Site icon Kit Dunsmore's Blog

Advent Calendar Reveal (Jan 2026 POM)

While 2026 looks like it’s going to be as crazy as 2025, I have at least one good thing to say about January: I finished my project of the month! This is especially surprising as the Advent calendar I started in 2020 was a long way from done.

Every December, my nephew and I open our Advent calendars together. He always has the latest Lego calendar, while I have been using the same Harry Potter one for years now. When my sister mentioned that she almost bought me a new calendar, I realized I did want a change. I put a reminder on my phone for November to buy one before I remembered the one I was making. If I could get it finished, I would have a new calendar for this December and I wouldn’t have to buy anything!*

So I chose to work on the Advent calendar in January. I had 16 of the 25 ornaments made and an idea of the quilt that would display them, but that was all. My first step was to make more ornaments. 

Initial audition to determine the size of the final quilt, with bean bags as placeholders for the ornaments that have yet to be made.

Then I worked on the quilt and the bags. I actually did some tests because the range of ornament sizes required a range of bag sizes. I could have made identical bags, all big enough for the biggest ornament, but then the quilt would have been huge. Instead, I sorted the ornaments and made bags in batches. I wound up using two different styles in the end.

I started making bags before I made the quilt to make sure the final quilt would be the right size.

I made the quilt after the bags were done to help me figure out the exact size to make the quilt.  It’s one of the simplest I’ve ever made. There was so much going on with the ornaments and the bags to hold them that the background could be quite plain.

The base quilt that is underneath all the bags and ornaments.

I hand-sewed snaps and buttons to the bags, then the bags to the quilt. I also had to sew buttons onto the tree and loops onto the back of the ornaments. I used a piece of practice quilt from another project to see how the ornaments would hang.

It took several tries to figure out the best placement for the ribbon hangers.

Overall, this project went very smoothly. I think my biggest mistake was laying out the ornaments to figure out the button placement and not taking a photo. I thought that the layout would be easy to replicate. But when I went to hang the ornaments for the final photos, I couldn’t get a pleasing distribution. Maybe I’m misremembering how it looked before, but I could have sworn I had even coverage. So it’s a little wonkier than I intended.

The final quilt with all the ornaments in their bags.
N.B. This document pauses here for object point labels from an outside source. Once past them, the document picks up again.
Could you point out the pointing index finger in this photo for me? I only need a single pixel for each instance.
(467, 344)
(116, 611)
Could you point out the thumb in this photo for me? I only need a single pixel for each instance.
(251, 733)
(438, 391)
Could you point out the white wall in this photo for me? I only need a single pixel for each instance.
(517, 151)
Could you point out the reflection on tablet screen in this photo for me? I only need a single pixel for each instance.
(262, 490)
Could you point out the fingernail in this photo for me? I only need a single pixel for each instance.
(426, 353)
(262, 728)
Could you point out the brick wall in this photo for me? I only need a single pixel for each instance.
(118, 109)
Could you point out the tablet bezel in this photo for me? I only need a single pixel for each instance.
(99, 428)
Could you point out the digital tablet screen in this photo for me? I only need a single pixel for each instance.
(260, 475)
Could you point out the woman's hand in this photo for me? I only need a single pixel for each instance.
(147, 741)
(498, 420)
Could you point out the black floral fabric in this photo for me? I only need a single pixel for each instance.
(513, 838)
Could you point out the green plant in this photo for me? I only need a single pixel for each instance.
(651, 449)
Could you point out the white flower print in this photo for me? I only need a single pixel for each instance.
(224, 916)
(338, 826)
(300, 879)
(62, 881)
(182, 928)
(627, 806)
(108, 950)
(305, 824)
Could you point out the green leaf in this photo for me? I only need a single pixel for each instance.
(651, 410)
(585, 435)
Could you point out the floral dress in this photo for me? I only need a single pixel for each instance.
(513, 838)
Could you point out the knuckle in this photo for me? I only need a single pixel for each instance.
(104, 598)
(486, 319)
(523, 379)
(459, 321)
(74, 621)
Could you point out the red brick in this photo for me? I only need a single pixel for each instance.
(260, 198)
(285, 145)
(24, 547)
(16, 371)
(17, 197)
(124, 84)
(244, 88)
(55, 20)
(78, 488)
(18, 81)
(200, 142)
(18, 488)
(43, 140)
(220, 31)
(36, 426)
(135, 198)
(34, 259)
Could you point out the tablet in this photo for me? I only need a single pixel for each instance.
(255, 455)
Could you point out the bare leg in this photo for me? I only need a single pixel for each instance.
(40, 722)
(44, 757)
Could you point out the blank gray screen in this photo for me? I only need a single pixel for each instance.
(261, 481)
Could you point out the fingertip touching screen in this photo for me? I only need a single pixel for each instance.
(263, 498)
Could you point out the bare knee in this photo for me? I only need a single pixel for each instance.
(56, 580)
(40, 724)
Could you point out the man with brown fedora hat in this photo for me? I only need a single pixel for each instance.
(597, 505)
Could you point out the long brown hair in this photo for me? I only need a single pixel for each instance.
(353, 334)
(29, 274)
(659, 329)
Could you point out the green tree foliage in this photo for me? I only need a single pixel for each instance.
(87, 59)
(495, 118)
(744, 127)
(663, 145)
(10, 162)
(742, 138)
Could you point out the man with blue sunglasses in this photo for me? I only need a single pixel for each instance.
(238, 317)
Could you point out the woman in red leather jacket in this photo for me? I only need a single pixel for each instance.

Alas, I do not love all the ornaments. Some are merely okay. But the cool thing about this project is that I can replace the ornaments at any time and transfer the rejects to our real tree. For now, it is done. I will have a new Advent calendar hanging in our front hall come December. 

My Advent calendar

I wasn’t sure I could finish this project in a month because there were so much to do, but it was done on January 30th. The calendar is hanging in a closet, wrapped in plastic to keep it from getting dusty, and I’ve changed my November reminder to “hang Advent calendar.” 

I’m loving my project-of-the-month plan. I’m really happy to have this five-year-old project finished.

*The only things I bought to finish this project were more snaps, the paper tags, and a couple of pieces of Christmas-themed fabric. I got all of these things secondhand at our local craft supply thrift store.